In the top parent directory, usually ..../embedded-acceptance-tests-vue/ execute the following commands;

  1. docker build -t embedded fedora or docker build -t embedded centos

  2. docker run -ti --privileged -p 3080:3080 -e DISPLAY=$DISPLAY -v /tmp/.X11-unix:/tmp/.X11-unix --name test_env embedded bash

    You should be logged into the test container(test_env). There will be 4 embedded-acceptance-tests* directories. Change into to default directory defined in the Dockerfile, for example canjs(embedded-acceptance-tests/public). All of the node dependencies should be installed, so cd to a desired bundler build directory, i.e. stealjs/build and follow the above instructions on testing, development and production builds.
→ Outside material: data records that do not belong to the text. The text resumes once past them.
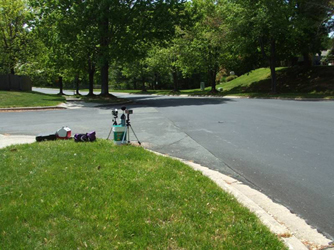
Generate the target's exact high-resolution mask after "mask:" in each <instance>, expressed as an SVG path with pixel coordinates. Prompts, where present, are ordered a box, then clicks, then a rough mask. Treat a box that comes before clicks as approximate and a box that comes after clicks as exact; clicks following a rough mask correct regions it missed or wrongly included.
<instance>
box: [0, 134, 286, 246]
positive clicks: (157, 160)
mask: <svg viewBox="0 0 334 250" xmlns="http://www.w3.org/2000/svg"><path fill="white" fill-rule="evenodd" d="M0 156H1V159H2V162H1V165H0V172H1V173H2V174H1V176H0V182H1V189H0V190H1V191H0V195H1V215H2V216H1V217H0V222H1V223H0V232H1V233H0V248H1V249H17V248H18V249H35V248H46V249H54V248H58V249H77V248H80V249H81V248H91V249H113V248H119V249H129V248H130V249H240V248H247V249H286V247H285V246H284V244H283V243H282V242H281V241H280V240H279V239H278V238H277V237H276V236H275V235H273V234H271V233H270V232H269V229H268V228H266V227H265V226H263V225H262V224H261V223H260V222H259V220H258V219H257V217H256V216H255V215H254V214H251V213H250V212H249V210H247V209H246V208H244V207H243V206H241V205H240V204H238V202H237V201H236V199H235V198H233V197H232V196H231V195H229V194H227V193H225V192H223V191H222V190H221V189H220V188H219V187H218V186H217V185H216V184H214V183H213V182H212V181H210V180H209V179H208V178H207V177H205V176H203V175H202V174H201V173H199V172H198V171H194V170H192V169H191V168H189V167H188V166H186V165H184V164H183V163H181V162H179V161H176V160H172V159H169V158H167V157H161V156H157V155H155V154H153V153H150V152H148V151H145V150H144V149H143V148H139V147H132V146H121V147H120V146H118V147H117V146H114V145H113V144H112V143H111V142H110V141H106V140H98V141H97V142H94V143H74V142H73V141H54V142H42V143H33V144H30V145H21V146H12V147H7V148H5V149H1V150H0ZM244 246H246V247H244Z"/></svg>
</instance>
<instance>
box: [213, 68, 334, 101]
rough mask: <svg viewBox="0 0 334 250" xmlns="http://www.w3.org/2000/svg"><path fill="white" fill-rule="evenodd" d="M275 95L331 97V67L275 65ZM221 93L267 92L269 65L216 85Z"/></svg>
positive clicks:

  3. When existing the vm after the docker run command, the container may be stopped. To restart execute docker start test_env and then docker exec -it --privileged --user tester -e DISPLAY=$DISPLAY -w /home/tester test_env bash. You can also use --user root to execute admin work.

Windows as Parent Host-

For Pro and Enterpise OS's, follow the Docker instructions on installation. For the Home OS version you can use the legacy Docker Desktop client. It is best to have a Pro or Enterpise Windows OS to use a WSL(Windows bash) install. Use following commands with Windows;

  1. docker build -t embedded fedora or docker build -t embedded centos

  2. docker run -ti --privileged -p 3080:3080 --name test_env embedded bash

  3. docker exec -it --privileged --user tester -w /home/tester test_env bash

The web port 3080 is exposed to the parent host, so once an application is sucessfully bundled and the node server(npm start in directory embedded-acceptance-tests) is started, a host browser can view the application using say localhost:3080/dist/webpack/appl/testapp.html.

Note: Without a complete Pro/Enterprise docker installation, the test_env container can only run with Headless browsers. Therfore you should execute export USE_BROWSERS=ChromeHeadless,FirefoxHeadless before testing, development and building.